Add availability zones for agents

https://blueprints.launchpad.net/neutron/+spec/add-availability-zone

Implement availability zones for the DHCP and L3 agents. Just like Nova and Cinder, this allows users to specify where the network services run, giving better fault isolation.

Problem Description

Nova and Cinder have availability zones today. Cloud administrators can assign availability zones to physical nodes. Each of the nodes generally is equipped different power sockets, network switches, cooling devices and others. By properly choosing from the provided availability zones, users can minimize their chance of service failures.

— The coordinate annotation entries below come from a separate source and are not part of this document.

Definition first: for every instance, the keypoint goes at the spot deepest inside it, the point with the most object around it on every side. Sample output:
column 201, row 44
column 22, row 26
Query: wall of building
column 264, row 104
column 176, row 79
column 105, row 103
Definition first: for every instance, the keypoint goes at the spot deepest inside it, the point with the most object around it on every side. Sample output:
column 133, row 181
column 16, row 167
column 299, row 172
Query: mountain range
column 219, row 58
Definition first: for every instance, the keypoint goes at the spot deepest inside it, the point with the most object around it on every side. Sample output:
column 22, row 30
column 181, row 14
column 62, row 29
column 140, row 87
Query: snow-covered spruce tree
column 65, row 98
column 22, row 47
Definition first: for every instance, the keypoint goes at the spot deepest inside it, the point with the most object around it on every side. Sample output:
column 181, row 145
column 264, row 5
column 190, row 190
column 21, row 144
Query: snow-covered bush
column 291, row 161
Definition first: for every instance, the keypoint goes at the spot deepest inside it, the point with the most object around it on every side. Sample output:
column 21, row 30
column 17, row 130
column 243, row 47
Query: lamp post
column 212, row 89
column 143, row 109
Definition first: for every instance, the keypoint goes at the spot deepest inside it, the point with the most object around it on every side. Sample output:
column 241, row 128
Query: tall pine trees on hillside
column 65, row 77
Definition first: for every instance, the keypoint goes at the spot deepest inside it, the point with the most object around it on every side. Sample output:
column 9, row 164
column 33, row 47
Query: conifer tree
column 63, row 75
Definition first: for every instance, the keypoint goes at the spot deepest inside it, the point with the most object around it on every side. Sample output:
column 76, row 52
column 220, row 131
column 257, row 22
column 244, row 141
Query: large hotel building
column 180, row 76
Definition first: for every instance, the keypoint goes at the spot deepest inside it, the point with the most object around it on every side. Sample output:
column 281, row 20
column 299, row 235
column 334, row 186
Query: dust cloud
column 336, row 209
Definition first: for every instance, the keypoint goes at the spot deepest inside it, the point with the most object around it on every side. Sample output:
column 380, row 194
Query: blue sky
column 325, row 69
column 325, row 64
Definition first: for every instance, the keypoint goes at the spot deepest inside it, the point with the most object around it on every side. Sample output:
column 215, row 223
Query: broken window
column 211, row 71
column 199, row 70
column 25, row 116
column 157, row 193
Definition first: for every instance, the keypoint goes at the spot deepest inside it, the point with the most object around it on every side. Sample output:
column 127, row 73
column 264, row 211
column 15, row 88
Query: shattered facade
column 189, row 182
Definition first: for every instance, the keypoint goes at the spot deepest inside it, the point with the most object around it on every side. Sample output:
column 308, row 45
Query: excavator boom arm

But, as Neutron doesn’t have availability zones, there’s no way to put network services under distinct availability zones as a VM instance or a VM volume. What happens with Neutron is completely by chance today. A user has risk of higher probability of network failure because the user cannot allocate network resources to availability zones for high availability. Also, network traffic can go through long paths between availability zones. DVR and L3 HA can mitigate these issues somewhat, but they don’t entirely solve the problem since DVR still need central SNAT router, which need to be HA capable, and L3 HA is not aware of underlying hardware configuration to be HA as a system (i.e. not only assigning routers to “other node” but to the “appropriate node (or group of nodes)”).

Note: This spec focuses on high availability of network resources. This spec does NOT address the scalability issue of process communications related to cell discussion nor underlying network topology related to network segment discussion.

Proposed Change

This change introduces the concept of an “Availability Zone” into Neutron. In particular, an availability zone is an optional attribute for Network and Router resources. These attributes in no way affect the behavior of Neutron in terms of allowed logical network connectivity. These attributes are simply used as hints to the backend about the location of other resources (compute and storage) that will be using these network resources. The Neutron backend may be able to use this to optimize its dynamic placement of resources to improve performance and/or ensure resources are placed in the same defined failure domain.

Create a new extension called availability_zone.

  • The extension adds a new API that lists availability zones.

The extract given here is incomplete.